Can you stick it out through those times? See what I did there? For this reason I see this poem as a distillation
of love. Words that try to get past all
the fluff we coat it with. I think that
the third stanza is particularly helpful in illustrating this.
Say maiden wilt though go with me
In this strange death of life to be
To life in death and be the same
Without this life, or home, or name (17-20)
The speaker and the maiden will be going past the “death of
life.” I would argue the life being
referred to is the sensory life. Words,
thoughts, feelings, emotions. The
speaker is not interested in them (“Without this life or home or name”). He is interested in what will come
after. I hesitate to use the word
“after” here, because this poem is also relatively detached from our notion of
time, as we can see in the last stanza.
“The present mixed with reasons gone/And past, and present all as one”

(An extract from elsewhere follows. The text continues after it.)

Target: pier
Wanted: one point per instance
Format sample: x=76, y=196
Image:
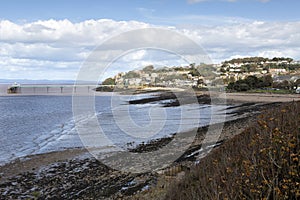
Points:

(27-28). The first line of this excerpt
further goes along with this idea of the speaker wanting something (again, I
argue it might be called love) that
goes past “reason.” And then line 28, I
believe, better encapsulates his idea of “eternity” than the traditional
notion. Eternity is embedded in the love
I am trying to explain. It is
timeless. Something so in the moment
that nothing else matters. Feelings from
the past, too, change, and become one with the irreversible present. Future?
Who said anything about future? The momentary connection exists—in the
speaker’s asking a million dark questions after “Wilt though go with me sweet
maid…”—within this moment lies the eternal.
It is why nobody says “probably” on their wedding day. They say yes.
They say I do.
No
darkness, no shadows, no evil unapproachable in the hands of this love. It changes someone. It changes two people. It changes all
who feel it. Say, for example, a divorce
happens. The love does not die. It has changed both parties irrevocably. And it will change the way they treat people
in the future. Again, this distilled,
fleeting love. It, it would argue is
what connects, or “[joins] the living with the dead” (30). It’s a love poem, for crying out loud. A darn good one. Why must we think love can’t seem dark. Can’t see scary, creepy even? Love does drive us into insanity. Let it be shown. Let there be more of this.